Arthur Miller, target
Here's a story I missed in the American press: Arthur Miller's FBI file has been now been opened up. Read about it here, courtesy of Canada's CBC.
Apparently despite lack of evidence, the FBI was convinced Miller was an active Communist Party member.
His FBI file, stretching from 1944 to 1956, showed he was under close surveillance through press clippings and informants. The FBI studied his plays to detect Communist sympathy and noted who in the cast had left-wing connections.
The FBI kept records of Miller's political statements and his affiliation with organizations such as the American Labor Party ("a communist front") and the "communist-infiltrated" American Civil Liberties Union.
As for Marilyn, she must have been in on it, too, of course:
When he married screen idol Marilyn Monroe in 1956, the FBI had an informant at the scene.The report at the time says "an anonymous telephone call" disclosed that the Jewish wedding was an obvious "coverup" for Miller, who "had been and still was a member of the CP (Communist party), and was their cultural front man."

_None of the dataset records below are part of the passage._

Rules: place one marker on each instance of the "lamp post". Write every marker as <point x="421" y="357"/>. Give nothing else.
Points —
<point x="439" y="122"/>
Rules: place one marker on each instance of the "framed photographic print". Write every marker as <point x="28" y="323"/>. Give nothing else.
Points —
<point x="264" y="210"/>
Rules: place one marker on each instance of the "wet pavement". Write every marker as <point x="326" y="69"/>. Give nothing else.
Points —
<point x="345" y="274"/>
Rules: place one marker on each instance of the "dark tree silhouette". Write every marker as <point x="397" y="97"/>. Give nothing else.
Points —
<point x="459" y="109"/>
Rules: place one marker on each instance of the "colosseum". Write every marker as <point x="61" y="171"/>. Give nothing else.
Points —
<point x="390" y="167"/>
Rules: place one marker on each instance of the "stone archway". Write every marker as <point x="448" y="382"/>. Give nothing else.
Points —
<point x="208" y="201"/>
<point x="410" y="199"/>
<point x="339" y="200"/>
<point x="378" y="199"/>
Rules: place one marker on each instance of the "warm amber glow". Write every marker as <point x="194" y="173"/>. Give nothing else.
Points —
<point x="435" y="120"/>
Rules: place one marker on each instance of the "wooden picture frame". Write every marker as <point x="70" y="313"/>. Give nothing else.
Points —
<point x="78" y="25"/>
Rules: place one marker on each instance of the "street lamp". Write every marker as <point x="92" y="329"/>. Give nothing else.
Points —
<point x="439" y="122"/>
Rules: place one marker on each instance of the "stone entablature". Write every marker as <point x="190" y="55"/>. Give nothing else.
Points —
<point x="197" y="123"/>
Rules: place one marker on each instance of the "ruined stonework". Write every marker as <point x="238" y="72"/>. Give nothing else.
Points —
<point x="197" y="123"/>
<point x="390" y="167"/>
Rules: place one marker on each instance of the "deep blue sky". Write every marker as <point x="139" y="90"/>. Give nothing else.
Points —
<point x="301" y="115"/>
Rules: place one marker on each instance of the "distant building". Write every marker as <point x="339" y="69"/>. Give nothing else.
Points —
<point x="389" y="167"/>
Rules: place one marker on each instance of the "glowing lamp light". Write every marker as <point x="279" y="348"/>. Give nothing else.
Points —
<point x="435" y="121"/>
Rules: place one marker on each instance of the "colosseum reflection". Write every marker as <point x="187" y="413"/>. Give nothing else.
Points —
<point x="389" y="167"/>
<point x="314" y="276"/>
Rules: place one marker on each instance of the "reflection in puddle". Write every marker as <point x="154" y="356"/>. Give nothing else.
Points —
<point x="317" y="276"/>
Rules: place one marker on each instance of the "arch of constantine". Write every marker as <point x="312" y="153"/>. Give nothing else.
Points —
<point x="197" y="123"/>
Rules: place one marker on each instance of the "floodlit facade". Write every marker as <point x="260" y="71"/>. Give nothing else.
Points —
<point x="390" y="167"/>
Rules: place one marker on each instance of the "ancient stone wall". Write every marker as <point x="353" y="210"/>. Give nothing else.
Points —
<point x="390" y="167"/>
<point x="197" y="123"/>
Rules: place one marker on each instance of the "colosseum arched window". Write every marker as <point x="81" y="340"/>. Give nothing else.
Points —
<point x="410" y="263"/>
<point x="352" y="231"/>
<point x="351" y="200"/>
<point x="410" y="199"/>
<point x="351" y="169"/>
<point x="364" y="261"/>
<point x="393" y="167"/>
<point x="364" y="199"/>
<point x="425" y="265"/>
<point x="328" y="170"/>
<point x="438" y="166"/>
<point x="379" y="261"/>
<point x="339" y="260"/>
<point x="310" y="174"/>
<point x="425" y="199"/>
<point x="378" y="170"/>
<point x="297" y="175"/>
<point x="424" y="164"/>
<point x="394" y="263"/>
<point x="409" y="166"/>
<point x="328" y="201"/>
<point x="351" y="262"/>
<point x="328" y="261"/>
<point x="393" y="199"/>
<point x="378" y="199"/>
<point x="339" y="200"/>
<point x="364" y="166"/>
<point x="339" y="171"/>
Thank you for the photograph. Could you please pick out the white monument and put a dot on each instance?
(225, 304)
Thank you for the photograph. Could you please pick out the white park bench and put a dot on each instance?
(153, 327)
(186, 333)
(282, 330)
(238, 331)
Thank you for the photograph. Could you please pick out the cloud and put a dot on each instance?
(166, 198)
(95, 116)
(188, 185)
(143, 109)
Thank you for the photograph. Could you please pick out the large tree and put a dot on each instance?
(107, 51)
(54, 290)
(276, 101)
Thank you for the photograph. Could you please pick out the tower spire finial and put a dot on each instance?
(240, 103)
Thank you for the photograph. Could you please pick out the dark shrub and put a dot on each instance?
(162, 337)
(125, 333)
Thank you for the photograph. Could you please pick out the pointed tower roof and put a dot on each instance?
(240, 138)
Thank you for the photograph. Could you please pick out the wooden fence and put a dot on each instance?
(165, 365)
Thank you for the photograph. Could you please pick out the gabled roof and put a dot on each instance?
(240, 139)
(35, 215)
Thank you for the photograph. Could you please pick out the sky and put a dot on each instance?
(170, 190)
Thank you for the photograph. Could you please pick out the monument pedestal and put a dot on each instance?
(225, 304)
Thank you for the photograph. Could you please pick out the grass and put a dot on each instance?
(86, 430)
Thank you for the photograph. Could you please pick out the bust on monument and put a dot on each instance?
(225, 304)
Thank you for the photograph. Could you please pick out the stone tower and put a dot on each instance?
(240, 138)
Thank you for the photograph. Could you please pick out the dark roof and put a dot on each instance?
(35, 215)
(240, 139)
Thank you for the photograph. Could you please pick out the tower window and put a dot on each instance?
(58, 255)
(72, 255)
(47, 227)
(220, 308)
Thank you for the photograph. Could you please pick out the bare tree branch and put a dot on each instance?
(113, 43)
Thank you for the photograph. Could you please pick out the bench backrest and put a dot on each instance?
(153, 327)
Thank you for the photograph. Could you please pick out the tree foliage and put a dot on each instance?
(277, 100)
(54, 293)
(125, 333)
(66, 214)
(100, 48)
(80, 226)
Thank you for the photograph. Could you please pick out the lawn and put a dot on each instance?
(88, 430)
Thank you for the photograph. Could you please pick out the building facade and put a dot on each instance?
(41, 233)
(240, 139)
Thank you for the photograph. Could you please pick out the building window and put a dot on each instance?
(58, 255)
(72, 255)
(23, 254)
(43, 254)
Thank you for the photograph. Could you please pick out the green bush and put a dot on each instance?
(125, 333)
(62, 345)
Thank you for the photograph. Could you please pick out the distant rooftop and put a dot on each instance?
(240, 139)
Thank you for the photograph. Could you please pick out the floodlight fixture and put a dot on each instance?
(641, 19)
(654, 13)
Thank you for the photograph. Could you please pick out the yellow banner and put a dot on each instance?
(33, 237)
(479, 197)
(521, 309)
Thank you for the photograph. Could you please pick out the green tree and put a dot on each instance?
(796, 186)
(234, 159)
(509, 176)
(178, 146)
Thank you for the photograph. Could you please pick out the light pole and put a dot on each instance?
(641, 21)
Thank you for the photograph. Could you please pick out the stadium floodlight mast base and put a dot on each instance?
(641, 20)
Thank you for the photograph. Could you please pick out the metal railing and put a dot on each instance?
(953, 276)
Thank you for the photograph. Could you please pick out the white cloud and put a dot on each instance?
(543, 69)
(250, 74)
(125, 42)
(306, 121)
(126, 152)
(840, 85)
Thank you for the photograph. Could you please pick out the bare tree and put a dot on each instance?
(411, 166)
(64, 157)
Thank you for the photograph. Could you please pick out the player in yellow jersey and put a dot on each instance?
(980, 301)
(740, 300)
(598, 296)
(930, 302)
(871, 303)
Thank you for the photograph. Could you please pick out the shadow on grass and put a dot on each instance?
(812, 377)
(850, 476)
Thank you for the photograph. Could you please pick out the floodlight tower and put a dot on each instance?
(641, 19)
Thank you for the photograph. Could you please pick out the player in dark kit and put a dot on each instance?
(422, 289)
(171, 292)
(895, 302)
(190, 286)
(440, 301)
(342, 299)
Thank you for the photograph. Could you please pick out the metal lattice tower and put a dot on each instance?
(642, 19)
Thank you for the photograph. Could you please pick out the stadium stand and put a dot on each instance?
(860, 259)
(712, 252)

Just think what the new post-Patriot Act FBI might be getting up to with artists who dare to express doubts about the "War on Terror" or sympathy with Arabs--or, worse, the French!
2 comments:
Your final paragraph is exactly right -- to all those who shrug off the Patriot Act by saying "I've got nothing to hide," this should remind them that it doesn't matter if you've got nothing to hide.
Young people don't remember that it doesn't matter whether or not you've done anything. Informants are perfectly willing to make stuff up to keep getting paid. A friend of mine filed a FOIA demand for his FBI file. It arrived--in a set of crates. Had someone catalogued every moment of his life, he felt, there couldn't be that much.
And there wasn't. There were reports of organizations that had never existed, meetings he'd never attended, girlfriends he'd never had, parties he'd never given and on and on and on. Long after he'd given up any active political work, he was still an income source for informants, and it was more than 20 years before the FBI concluded that the subject was "no longer worthy of surveillance."